Something to consider:
If hierarchical g models perform equivalently in confirmatory factor analysis to oblique models where group factor correlations aren't explained by g, then this basically means the group factor correlations pass Spearman's vanishing-tetrads test.
In other words, hierarchical g models don't have to display superior CFA performance to vindicate g theory, it's actually a strong confirmation of g theory if they merely display equivalent CFA model fit. If hierarchical models have a significantly but negligibly-worse model fit, then g theory is a negligibly-incomplete picture of the structure of mental abilities.
When we survey the confirmatory factor-analytic literature, this is the picture we see it painting [1, p.148; 2, pp.5 & 7; 3, p.129; 4, table 3, models 2 & 3; & 5, p.89, table 4-5]. In the Woodcock-Johnson Revised edition, they used to base their rejection of g on differences in model fit, but the equivalence of model fit is evident even in the WJ-R standardization data [5, p.89, table 4-5]; fit differences range from non-existant to negligible. They don't actually run significance tests for differences in model fit, they just note that the hierarchical g fit is "lower". The difference in rmr is negligible however (.045 VS .053), and if we look at the factor correlations on the next page and run Spearman's vanishing-tetrads test, the mean absolute tetrad difference is only .0396, which is even stronger support for g than in Spearman's original paper.

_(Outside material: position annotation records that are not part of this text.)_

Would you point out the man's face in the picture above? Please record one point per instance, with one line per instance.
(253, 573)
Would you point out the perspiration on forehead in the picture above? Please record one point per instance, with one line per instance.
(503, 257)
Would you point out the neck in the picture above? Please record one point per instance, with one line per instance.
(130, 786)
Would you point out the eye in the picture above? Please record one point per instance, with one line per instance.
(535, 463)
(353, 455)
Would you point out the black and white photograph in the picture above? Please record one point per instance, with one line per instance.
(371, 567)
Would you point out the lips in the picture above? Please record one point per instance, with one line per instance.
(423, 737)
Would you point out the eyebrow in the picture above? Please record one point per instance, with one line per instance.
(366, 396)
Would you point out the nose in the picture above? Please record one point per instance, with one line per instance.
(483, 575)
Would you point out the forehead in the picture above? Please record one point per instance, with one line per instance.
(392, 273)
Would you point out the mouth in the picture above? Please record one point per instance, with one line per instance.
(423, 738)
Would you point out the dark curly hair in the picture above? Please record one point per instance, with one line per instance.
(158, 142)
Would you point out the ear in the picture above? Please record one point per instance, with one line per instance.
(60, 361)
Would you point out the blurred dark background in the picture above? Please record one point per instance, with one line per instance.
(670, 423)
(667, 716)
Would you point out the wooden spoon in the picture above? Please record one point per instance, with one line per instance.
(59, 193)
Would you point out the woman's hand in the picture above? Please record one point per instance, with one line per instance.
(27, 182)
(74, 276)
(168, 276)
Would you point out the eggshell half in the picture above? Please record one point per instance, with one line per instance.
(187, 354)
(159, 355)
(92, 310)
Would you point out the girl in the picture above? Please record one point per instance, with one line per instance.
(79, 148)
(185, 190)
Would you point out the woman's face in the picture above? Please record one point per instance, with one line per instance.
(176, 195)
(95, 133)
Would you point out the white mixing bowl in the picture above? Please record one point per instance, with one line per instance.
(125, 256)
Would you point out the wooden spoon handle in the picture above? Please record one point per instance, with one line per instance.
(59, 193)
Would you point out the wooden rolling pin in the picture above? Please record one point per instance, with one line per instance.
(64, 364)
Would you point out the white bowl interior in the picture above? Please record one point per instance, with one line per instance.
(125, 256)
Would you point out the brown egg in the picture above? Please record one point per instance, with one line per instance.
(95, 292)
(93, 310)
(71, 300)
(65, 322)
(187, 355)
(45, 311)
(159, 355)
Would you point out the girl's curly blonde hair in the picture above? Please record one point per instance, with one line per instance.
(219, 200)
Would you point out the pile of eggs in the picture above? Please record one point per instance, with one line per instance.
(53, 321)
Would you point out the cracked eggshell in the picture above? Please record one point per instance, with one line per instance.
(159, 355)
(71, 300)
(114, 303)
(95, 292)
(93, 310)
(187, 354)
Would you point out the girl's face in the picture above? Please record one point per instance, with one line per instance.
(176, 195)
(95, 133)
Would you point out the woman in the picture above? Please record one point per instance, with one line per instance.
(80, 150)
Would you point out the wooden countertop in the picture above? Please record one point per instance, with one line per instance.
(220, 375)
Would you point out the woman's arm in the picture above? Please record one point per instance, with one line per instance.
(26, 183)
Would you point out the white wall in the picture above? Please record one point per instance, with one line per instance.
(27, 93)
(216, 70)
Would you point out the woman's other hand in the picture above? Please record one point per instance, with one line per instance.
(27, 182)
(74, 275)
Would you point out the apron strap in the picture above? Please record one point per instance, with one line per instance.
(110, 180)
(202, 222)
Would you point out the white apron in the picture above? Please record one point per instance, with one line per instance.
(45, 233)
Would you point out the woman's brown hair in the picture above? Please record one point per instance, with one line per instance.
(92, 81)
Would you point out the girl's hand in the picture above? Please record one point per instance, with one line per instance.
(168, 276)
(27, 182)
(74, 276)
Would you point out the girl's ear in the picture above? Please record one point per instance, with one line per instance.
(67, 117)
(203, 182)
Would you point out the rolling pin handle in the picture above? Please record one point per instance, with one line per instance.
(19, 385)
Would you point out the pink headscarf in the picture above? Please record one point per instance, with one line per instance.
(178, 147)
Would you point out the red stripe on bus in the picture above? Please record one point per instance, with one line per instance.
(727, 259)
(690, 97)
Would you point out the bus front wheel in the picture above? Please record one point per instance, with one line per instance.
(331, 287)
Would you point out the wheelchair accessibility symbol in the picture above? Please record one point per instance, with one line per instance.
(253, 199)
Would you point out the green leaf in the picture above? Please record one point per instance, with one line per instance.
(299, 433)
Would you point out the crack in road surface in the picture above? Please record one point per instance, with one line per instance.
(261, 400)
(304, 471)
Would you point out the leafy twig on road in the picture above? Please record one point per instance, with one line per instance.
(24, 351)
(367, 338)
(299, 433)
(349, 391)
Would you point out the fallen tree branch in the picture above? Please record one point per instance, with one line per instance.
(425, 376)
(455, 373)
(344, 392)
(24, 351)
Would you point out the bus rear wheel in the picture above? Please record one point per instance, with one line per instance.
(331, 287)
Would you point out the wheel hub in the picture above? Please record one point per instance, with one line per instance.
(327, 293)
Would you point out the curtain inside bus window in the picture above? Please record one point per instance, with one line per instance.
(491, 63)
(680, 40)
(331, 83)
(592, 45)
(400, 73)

One possible reaction to seeing this is to say “SeE?!?!?! fAcToR aNaLySiS iS aBLe To PoSiT iNfiNiTeLy-MaNy DiFfErEnT MoDeLs Of EqUiVaLeNt FiT!!!!!!” Such an objection is missing the forest for the trees. If the oblique model which best satisfies simple structure passes Spearman's vanishing-tetrads test, g is an objectively necessary feature for describing your dataset; the g-loadings of the group factors imply factor correlations which satisfy Thurstonian simple structure, at least in the oblique sense.
Now, there are cases where people will posit only two group factors (say, GF VS GC), thereby precluding the possibility of doing this test. Whenever this happens, we know from the CHC research program, objectively, that it is the multiple abilities theorists who are at fault for positing too few group factors rather than the g theorists who are at fault for positing too many. The most-comprehensive taxonomy of test content in the domain of mental abilities simply demands enough group factors to reasonably accommodate Spearman's test; the collinearity needed to posit fewer just isn't there.
This stated, it isn't the end of the world to have to compete against oblique models in bad datasets like these. The superiority of bifactor models to both hierarchical-g models and non-hierarchical oblique models is arguably an even-harder condemnation than the fact that g models outright achieve the univariate equivalent of the satisfaction of simple structure. Comparing bifactor models and oblique models is the proper way to evaluate g theory, giving both proper opportunity to capitalize upon what's unique about their respective underlying theories in order to try to achieve superior model fit to their respective alternatives.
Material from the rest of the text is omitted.